The UMIA Token's Role
The UMIA token is the central coordination mechanism for the protocol. It serves three interconnected functions:
Community Track Decision Markets
All Community Track curation markets are paired against the UMIA token. When a cohort of projects applies to launch through the Community Track, UMIA tokenholders participate in a decision market that assesses which projects are most likely to strengthen the protocol's ecosystem.
To be eligible, a project grants the Umia protocol treasury a fixed percentage of its token supply at TGE, enforced programmatically. The market of UMIA holders is therefore ranking projects the protocol will hold an allocation in, which creates a self-reinforcing quality filter: Umia succeeds when its launches do. (See Curated and Community Tracks.)
Protocol Fee Governance
The Umia protocol maintains control of the fee switch, which determines the fees the protocol accrues across the entire platform. This includes:
- Spot swap fees on each project's spot market
- Conditional swap fees on decision-market trading
- Future fee structures, such as project-creation fees, as new protocol features are introduced
UMIA tokenholders govern these fee parameters through decision markets, ensuring the protocol's revenue model evolves with the ecosystem.

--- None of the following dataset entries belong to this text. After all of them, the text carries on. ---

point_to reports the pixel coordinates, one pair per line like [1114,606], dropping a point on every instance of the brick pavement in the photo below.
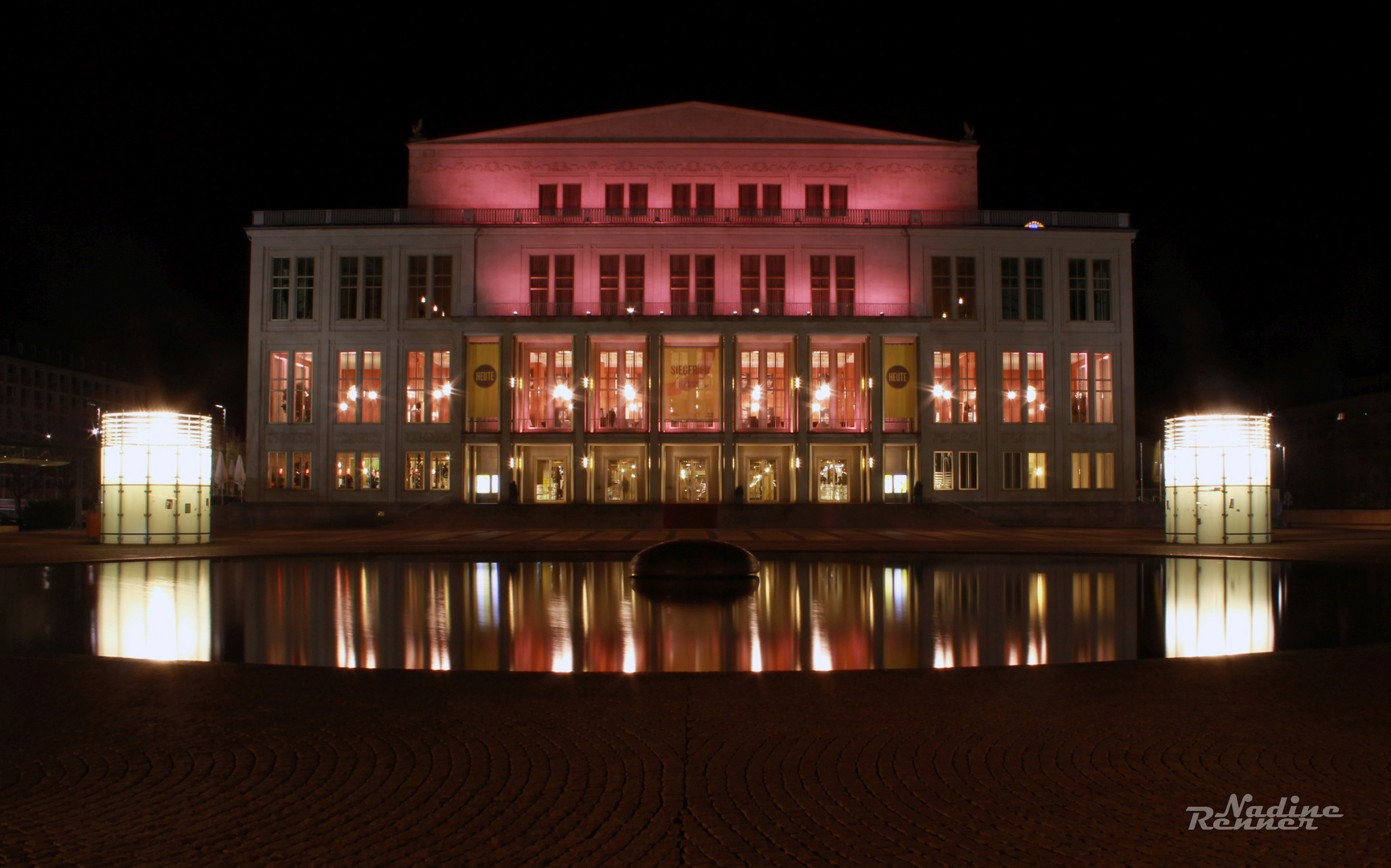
[121,763]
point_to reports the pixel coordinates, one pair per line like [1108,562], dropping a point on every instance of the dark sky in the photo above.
[1252,163]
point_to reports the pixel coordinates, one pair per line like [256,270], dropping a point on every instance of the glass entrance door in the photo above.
[834,481]
[691,485]
[621,483]
[550,480]
[762,480]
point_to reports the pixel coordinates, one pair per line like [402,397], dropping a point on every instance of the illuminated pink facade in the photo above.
[690,304]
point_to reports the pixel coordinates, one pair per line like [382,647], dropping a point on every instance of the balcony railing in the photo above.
[604,216]
[691,309]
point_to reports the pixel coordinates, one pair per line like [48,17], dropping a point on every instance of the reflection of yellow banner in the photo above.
[901,380]
[690,379]
[483,380]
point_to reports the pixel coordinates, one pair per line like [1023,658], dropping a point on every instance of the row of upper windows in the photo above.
[63,383]
[950,470]
[691,285]
[754,199]
[617,397]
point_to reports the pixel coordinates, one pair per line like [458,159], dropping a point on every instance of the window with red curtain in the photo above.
[634,281]
[608,284]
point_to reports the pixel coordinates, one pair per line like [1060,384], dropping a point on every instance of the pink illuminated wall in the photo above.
[693,144]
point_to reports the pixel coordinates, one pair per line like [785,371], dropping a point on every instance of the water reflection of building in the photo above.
[1216,605]
[558,616]
[154,609]
[575,616]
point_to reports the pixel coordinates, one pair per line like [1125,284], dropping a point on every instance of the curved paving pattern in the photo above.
[117,763]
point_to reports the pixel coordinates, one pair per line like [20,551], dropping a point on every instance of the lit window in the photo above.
[690,384]
[429,386]
[619,386]
[276,470]
[1081,469]
[943,475]
[359,287]
[440,470]
[415,470]
[291,386]
[762,387]
[838,387]
[299,476]
[546,395]
[834,481]
[968,470]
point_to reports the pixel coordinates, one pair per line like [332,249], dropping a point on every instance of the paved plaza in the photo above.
[129,763]
[124,763]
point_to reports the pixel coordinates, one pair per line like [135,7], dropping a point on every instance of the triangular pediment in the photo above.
[693,123]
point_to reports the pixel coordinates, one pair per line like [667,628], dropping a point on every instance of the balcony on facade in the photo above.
[691,216]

Treasury and Strategic Control
Just like every other project on the platform, UMIA tokenholders have a direct say on the protocol's direction and treasury usage through decision markets: allocating resources to ecosystem development, funding grants or partnerships, adjusting protocol parameters, and strategic decisions about the product roadmap. Participants in the Tailored Auction gain this governance influence from day one.
Protocol Economics
The protocol's revenue model has two live components and one that future governance can add:
- Swap fees. Each project's spot market and its decision-market trading both generate volume, and the protocol captures a configurable share of each through the fee switch. As more projects launch, trade, and create governance proposals, this grows with them.
- Community Track token allocations. The admission allocations described above accumulate into a diversified portfolio of early-stage project tokens. Tokenholders govern how the portfolio is managed: hold, provide liquidity, or deploy strategically to support the ecosystem.
- Project creation fees. At the moment, projects pay no fees at formation. As Umia becomes the standard platform for launching token-native projects, a proposal can be put forward through decision markets that would add a recurring revenue source tied directly to ecosystem growth.
Together these form the protocol's flywheel: projects launch and allocate tokens to the treasury, their governance activity generates fees, the treasury grows, and UMIA holders decide how to deploy it, attracting the next cohort of projects.
Umia's Governance in Practice
As the first project on its own platform, Umia's governance serves as a live demonstration of the platform's capabilities:
- Fee parameter changes are proposed and resolved through decision markets.
- Treasury spending beyond the operational budget requires market approval.
- Protocol upgrades and strategic direction are governed by UMIA holders.
- Community Track cohort timing and parameters can be adjusted through governance.
This creates a unique alignment: the team building the governance system is also subject to it. Every improvement to Umia's decision market infrastructure directly benefits Umia's own governance, and vice versa.